There are actually three falls in this area, but only two are now accessible by trail. Once you cross the bridge from the campground, you have a choice of going left to the lower falls (a short, .5-mile RT, hike with switchbacks) or right to the upper falls (a longer, 1.5-mile RT, hike through rolling hills up to the falls). Both hikes — and falls — are beautiful in their own way, and at about 2 miles roundtrip, a fairly easy hike to see such scenery and experience the two falls.
We ended the day with another hike at a fairly nearby waterfall — Dukes Creek Falls — located about 20 miles east of DeSoto Falls. Both of these waterfalls are about 90 miles north of Atlanta.
The hike to the falls from the parking lot was about 2.9-mile RT, with the first part of the trail an ADA accessible paved trail that leads to an overlook with a peek at the falls far below. From the overlook, the trail continues down a series of stairs onto an old forest road for a nice hike in the woods (and along the creek), before taking a sharp switchback down to the falls. When you get to the base, you discover several cascading waterfalls tumbling at the convergence of Davis Creek and Dukes Creek. At the falls, several viewing platforms offer multiple views of the main attraction: the dramatic, multi-tiered, 150-foot-tall drop of Dukes Creek Falls.
There are also a number of wineries located in the area, but we chose not to visit any of them.
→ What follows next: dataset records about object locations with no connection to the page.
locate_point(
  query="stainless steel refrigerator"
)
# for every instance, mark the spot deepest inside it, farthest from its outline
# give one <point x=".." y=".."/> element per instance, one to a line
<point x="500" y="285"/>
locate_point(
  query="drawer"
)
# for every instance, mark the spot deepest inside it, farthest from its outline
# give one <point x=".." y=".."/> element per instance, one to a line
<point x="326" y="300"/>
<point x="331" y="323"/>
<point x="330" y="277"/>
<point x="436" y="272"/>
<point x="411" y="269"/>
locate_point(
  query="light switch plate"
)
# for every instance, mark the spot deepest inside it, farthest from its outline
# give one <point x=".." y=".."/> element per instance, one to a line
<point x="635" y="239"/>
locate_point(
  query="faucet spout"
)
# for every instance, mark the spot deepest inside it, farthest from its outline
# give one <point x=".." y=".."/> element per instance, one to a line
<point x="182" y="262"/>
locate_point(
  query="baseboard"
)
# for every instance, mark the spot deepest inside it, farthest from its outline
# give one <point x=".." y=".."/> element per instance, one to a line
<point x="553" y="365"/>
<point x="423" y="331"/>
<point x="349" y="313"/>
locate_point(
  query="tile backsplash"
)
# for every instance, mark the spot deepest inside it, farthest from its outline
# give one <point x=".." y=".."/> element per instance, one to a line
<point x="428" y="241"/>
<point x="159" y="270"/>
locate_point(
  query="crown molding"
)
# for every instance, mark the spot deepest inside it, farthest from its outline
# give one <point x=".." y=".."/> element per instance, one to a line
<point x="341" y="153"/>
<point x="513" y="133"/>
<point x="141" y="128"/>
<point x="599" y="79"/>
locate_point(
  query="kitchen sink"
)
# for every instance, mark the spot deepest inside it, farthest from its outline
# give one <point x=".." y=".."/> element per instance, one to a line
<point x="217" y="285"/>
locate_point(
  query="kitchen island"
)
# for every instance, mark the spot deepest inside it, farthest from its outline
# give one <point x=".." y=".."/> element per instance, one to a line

We’re not sure what is up with Georgia wine-tasting, but we are not willing to pay $20-30 for wine-tasting — anywhere. We have appreciated the many wineries where the tastings are free and we are okay with a $5-8 tasting fee, but when it hits double digits, the wine has to be exceptional… and Georgia wines are not so.
Finally Back on the Road!
We finally were able to pick up the trailer — more than three weeks after the accident — only to discover in the hotel parking lot that the repair shop had not been plugging in the unit, as they promised us they were doing — and we sat there with a slide that would not operate. We decided to charge the battery with our Goal Zero Yeti electric generator all night… and not so amazingly, the battery was fully charged the next morning and the slide shut normally.
We hit the road for the Chatanooga, Tennessee, area… more than ready to continue this journey in peace.
Georgia will forever be remembered for the highs of reconnecting and rejoicing in family and the lows of a tire blowout and being stuck in a hotel for three weeks waiting for the repairs — and the many problems associated with those repairs.
The Original Itinerary
By the way, for those folks interested in our route planning. After leaving Atlanta, our plans were to head up to Greenville, South Carolina, for a few days before moving on to Ashville, North Carolina. From Ashville, moving on to the Great Smoky Mountains and then down into Chatanooga and the rest of Tennessee. As previously mentioned, we did get to spend some time in the Great Smoky Mountains — not just as much as we had planned — and we have had to truncate our time exploring Tennessee as well… which will be discussed in our next blog post.